Lantas anak perempuan itu melanjutkan,
“Aku ridha dan aku menerima apa yang telah Rasulullah ridhai dan pilihkan untukku.” Subhanallah! ini adalah keputusan besar, yang hanya akan diambil oleh orang-orang yang berjiwa besar dan berorientasi surga. Rasulullah pun lantas mendoakannya,
“Ya Allah, curahkanlah segala kebaikan kepadanya, dan jangan Engkau jadikan urusan hidupnya sulit.” Setelah itu Julaibib menikah dengan wanita pilihan Rasulultah itu, maka mereka berubah menjadi orang golongan Anshar.
Julaibib, orang yang dulunya sangat tidak berada. Dirinya tak pernah mengira akan mendapatkan wanita jelita sekaligus dikaruniai Allah limpahan harta. Di tengah-tengah menikmati itu semua, hidup bersama anak-anak yang lucu dan istrinya yang tercinta, juga berada dalam limpahan kecukupan kebutuhan dunia, setelah sebelumnya tidak punya apa-apa, tiba-tiba datanglah seruan, panggilan jihad dari Rasulullah SAW.
Mungkin hati bisa menjadi bimbang, lantaran harus memilih salah satu dari keduanya. Menikmati sisa kehidupan bersama keluarganya, atau ikut berjihad bersama Rasulullah. Sama-sama berat untuk ditinggalkan. Sama-sama disuka oleh jiwa. Sama-sama diminati oleh hati. Namun bagaimanapun juga, mau tidak mau, dirinya harus memilih salah satu dari keduanya Jihad atau bersenang-senang dengan harta dan keluarga ?
Panggilan Rasulullah pun lebih ia utamakan. Berperang di jalan Allah, untuk membela Islam. Itulah pilihannya ketika itu.
Dari Abu Barzah al-Aslami, bahwasanya Rasulullah SAW berkata pada sahabat setelah peperangan selesai, “Apakah kalian kehilangan teman kalian?”
“Demi Allah ! Aku kehilangan temanku si fulan !” jawab salah seorang sahabat.
“Aku juga kehilangan sahabatku Fulan!” sahut yang lainnya.

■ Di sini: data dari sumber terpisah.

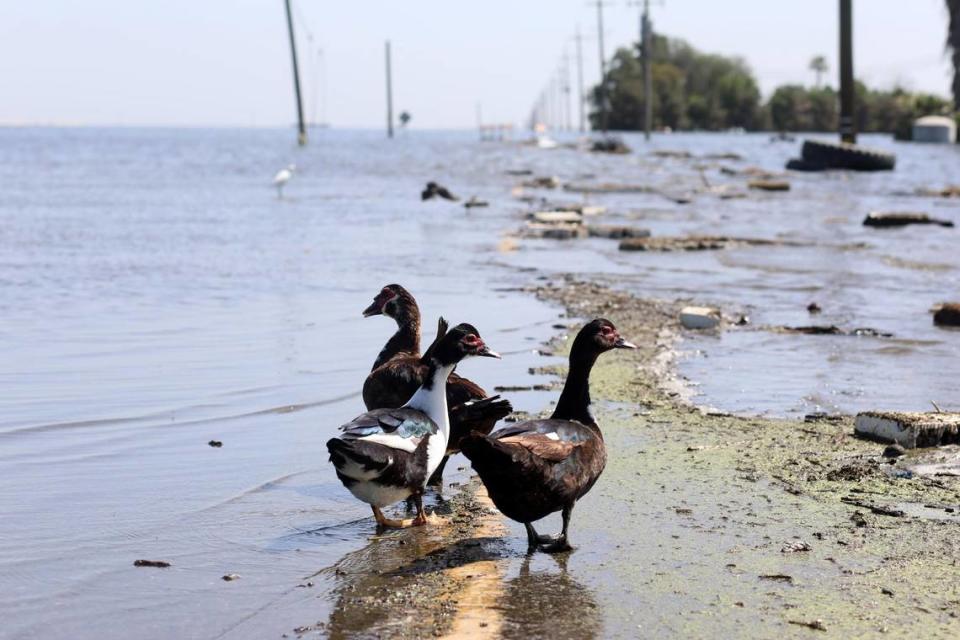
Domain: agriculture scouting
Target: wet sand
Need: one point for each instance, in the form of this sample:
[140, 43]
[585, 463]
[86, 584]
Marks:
[703, 525]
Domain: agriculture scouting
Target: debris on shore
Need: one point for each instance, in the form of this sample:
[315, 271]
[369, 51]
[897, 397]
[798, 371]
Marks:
[948, 315]
[909, 430]
[159, 564]
[475, 202]
[434, 190]
[610, 144]
[699, 243]
[833, 330]
[769, 185]
[901, 219]
[542, 182]
[699, 317]
[616, 232]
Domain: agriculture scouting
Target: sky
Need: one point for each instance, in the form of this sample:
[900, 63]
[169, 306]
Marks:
[227, 62]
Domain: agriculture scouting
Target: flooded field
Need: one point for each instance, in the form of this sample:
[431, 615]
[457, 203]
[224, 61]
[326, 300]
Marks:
[157, 295]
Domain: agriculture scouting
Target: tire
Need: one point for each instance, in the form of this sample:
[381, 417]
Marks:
[841, 155]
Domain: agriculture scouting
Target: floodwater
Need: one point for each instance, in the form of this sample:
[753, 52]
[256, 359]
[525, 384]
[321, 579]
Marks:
[155, 294]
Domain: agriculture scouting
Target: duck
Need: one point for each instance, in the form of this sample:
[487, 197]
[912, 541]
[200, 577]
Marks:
[399, 370]
[387, 455]
[534, 468]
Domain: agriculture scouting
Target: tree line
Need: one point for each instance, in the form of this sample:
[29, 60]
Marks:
[695, 90]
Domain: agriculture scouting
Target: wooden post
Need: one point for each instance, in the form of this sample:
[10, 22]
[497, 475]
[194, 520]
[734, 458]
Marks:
[580, 77]
[848, 116]
[603, 69]
[646, 35]
[389, 94]
[301, 126]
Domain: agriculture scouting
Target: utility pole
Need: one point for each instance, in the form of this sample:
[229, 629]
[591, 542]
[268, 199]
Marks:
[389, 93]
[848, 122]
[580, 75]
[301, 127]
[646, 44]
[566, 89]
[603, 69]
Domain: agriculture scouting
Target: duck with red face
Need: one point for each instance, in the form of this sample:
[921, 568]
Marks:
[400, 369]
[387, 455]
[535, 468]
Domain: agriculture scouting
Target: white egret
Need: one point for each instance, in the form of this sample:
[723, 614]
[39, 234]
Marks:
[283, 176]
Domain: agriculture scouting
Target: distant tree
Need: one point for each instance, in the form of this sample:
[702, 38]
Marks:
[819, 66]
[690, 90]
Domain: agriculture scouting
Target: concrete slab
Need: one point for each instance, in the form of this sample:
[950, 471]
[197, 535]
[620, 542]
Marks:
[911, 430]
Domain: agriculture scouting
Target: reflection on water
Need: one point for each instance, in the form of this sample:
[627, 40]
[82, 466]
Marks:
[549, 604]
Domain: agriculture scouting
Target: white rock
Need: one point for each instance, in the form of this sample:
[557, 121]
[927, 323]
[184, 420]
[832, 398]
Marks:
[555, 217]
[699, 317]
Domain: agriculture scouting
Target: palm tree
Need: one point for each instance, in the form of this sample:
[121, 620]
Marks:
[819, 64]
[953, 42]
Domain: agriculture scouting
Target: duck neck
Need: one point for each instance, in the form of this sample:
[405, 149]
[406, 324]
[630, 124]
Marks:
[405, 340]
[574, 402]
[431, 397]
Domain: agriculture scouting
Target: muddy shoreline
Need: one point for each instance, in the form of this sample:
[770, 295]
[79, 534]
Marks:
[738, 526]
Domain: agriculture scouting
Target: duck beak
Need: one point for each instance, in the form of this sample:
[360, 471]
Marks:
[487, 353]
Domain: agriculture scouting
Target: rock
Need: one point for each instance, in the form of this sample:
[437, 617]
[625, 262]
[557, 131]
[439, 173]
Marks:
[669, 153]
[616, 232]
[542, 182]
[948, 315]
[769, 185]
[565, 231]
[699, 243]
[816, 625]
[609, 145]
[608, 187]
[434, 190]
[699, 317]
[555, 217]
[475, 202]
[159, 564]
[833, 330]
[894, 451]
[795, 546]
[911, 430]
[901, 219]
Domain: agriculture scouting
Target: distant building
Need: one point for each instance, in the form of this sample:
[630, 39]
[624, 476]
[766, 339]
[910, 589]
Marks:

“Aku juga! Aku juga! Aku juga!” mereka semua saling bersahut-sahutan menyebutkan teman-teman mereka masing-masing yang meninggal dalam pertempuran yang baru saja usai. Julaibib tidak berada dalam barisan orang-orang yang sedang berkumpul itu. Namun tak seorangpun yang merasa kehilangan sosok Julaibib. kemudian Rasulullah bertanya kembali
"Apakah kalian kehilangan teman kalian?". Para sahabat pun sibuk mencari siapa saja sahabat yang tidak berada dalam barisan, kemudian salah satu di antara mereka menjawab
"Tidak Ya Rasulullah" Rasulullah menanyakan itu sekali lagi, dan jawaban sahabatpun sama. kemudian Rasulullah berkata
“Tetapi aku kehilangan Julaibib.” kata Rasulullah sedih. Semua sahabat pun tertegun, lantas mereka mencari-cari dimana jasad Julaibib berada. Sosok Julaibib itu terbaring tak bernyawa dengan lumuran darah, wajahnya penuh dengan luka pedang dan ia berada di tengah-tengah tujuh jasad musuh-musuhnya. Ya seorang Julaibib telah membunuh ke tujuh musuh yang jasad-jasadnya tergeletak di sekelilingnya, baru setelah itu dirinya terbunuh sebagai syuhada’.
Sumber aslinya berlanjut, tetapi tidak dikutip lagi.